I have to generate a dashboard which might need 1/2 million to 1 million records of data in total with around 20 columns in each row coming from 3-4 files.

Given the size of the data I guess Power Pivot is the best option. However, one major limitation is that everyone would need to have Power Pivot installed. Almost all users are on 2010 so I guess I can ask them to get it installed so that is manageable.

However, I need to use Power Query to transform the data before I load it into Power Pivot but it looks like there is no direct load option from Power Query to Power Pivot like there is in Excel 2013.

There is a method outlined here. However, looks like there is a pretty significant limitation for this approach and it's that when you make any change to the Power Query steps (pretty much any change) then you have to reload the data into Power Pivot and redo anything that you may have done within Power Pivot and the entire dashboard.

This is a deal breaker and I know there are some workarounds suggested by folks (here) but don't seem like they will reliably work so don't want to depend on them.

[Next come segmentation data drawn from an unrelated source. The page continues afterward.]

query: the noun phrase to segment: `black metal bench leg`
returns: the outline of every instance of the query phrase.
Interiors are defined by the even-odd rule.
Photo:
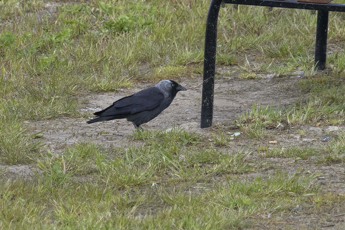
[[[316,39],[315,43],[315,70],[326,68],[327,50],[327,32],[328,29],[328,11],[317,11]]]
[[[211,0],[206,22],[200,125],[201,128],[207,128],[212,124],[217,24],[218,13],[221,1],[222,0]]]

So I guess these are my my options:-
1. Transform the data and store it in a separate excel file and then import those into Power Pivot?
2. Use Excel 2013 and get everyone to install it as that does not have the limitation
3. Any others?
 
To be honest.

I'd recommend using free DB (MySQL and such) to store data and using Access as front end. Failing that, Excel as front end to query specific part of data to report on.
 
Hello,

I have the same problem (users, (around the world) have excel 2010 (or 2007) and that is why I still cannot use power pivot. :(

Another option would be to use qlikview to merge and transform excel data.
I often use it and it works great.
Qlikview is free for a personal use.

Then you can export result in a csv file and use it as source in powerpivot
 
@Chihiro,
I don't understand your proposal, why not using access as db too? Why only front end?

I would say use access or MySQL as db and excel/powerpivot as frontend.
 
Performance wise MySql is much better.
Access, unless you have Office licence that came with it, you may need to purchase.
Access is not meant for network/server deployment and only for local machine.

Overall, for any mid to large size business that has DB type need, you'd want to go with MySQL, Postgre SQL etc.
 
I bump into this a lot:
mysql isn't a bad idea, firebird works with a little bit tweaking.